August William Derleth was born on February 24, 1909 in Sauk City, Wisconsin. He
earned a Bachelor of Arts from the University of Wisconsin – Madison in 1930.
Derleth was an editor, poet and a prolific writer. He began writing when he was 13
years old and wrote in several genres, including poetry, historical fiction, science
fiction, detective fiction, and biography. He founded a publishing company called
Arkham House in 1939 that exists today. Derleth was the literary editor and wrote
for the Capital Times of Madison from 1941-1960. He married Sandra Winters in 1953;
they had two children and divorced in 1959.
One of Derleth’s best known works is his series, Sac Prairie
Saga.
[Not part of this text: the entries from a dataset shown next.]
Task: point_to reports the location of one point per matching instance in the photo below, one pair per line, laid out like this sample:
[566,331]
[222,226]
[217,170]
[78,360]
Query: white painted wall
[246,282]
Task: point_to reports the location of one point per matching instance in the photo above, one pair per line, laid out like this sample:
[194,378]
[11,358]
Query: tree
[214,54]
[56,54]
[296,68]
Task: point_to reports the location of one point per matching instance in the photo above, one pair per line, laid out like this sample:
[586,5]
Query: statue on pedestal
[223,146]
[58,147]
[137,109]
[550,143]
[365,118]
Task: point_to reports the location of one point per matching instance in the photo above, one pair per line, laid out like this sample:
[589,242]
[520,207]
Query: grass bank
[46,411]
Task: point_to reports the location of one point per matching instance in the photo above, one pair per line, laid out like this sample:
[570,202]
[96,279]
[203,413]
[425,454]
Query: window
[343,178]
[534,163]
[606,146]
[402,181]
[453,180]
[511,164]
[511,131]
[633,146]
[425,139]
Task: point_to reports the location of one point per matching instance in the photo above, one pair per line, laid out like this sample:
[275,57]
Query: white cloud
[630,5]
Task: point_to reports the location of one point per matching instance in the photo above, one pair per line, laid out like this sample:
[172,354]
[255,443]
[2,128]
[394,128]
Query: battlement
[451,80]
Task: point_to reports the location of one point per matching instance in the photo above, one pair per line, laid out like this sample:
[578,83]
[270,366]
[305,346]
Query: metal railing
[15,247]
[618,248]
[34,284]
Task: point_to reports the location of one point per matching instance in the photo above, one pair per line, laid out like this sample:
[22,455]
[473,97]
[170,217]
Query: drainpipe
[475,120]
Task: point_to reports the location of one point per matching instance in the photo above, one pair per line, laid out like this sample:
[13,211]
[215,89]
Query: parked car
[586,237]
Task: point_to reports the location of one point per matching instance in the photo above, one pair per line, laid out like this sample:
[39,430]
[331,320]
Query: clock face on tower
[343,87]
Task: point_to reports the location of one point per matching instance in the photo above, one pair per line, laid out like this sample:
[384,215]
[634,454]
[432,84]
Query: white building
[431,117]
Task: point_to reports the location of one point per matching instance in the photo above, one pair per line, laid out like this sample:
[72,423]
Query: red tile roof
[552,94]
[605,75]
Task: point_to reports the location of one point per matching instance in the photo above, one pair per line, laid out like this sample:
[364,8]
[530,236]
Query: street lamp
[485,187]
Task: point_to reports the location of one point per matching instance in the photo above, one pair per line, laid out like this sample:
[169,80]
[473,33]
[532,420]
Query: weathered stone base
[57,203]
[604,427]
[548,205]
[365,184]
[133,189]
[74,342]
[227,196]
It is an anthology of fiction, historical fiction, poetry, and
non-fiction naturalist works written to memorialize life in Wisconsin. After
publication of his first Sac Prairie novel, Still is the Summer Night, in 1937 he was awarded a
Guggenheim Fellowship in 1938 to continue the saga. His sponsors for the award were
highly respected University of Wisconsin English Professor Helen C. White, Nobel
Prize-winning novelist Sinclair Lewis, and poet Edgar Lee Masters. Over his lifetime
he authored around 150 books and many more poems and short stories. August Derleth
passed away July 4, 1971 in Sauk City, Wisconsin.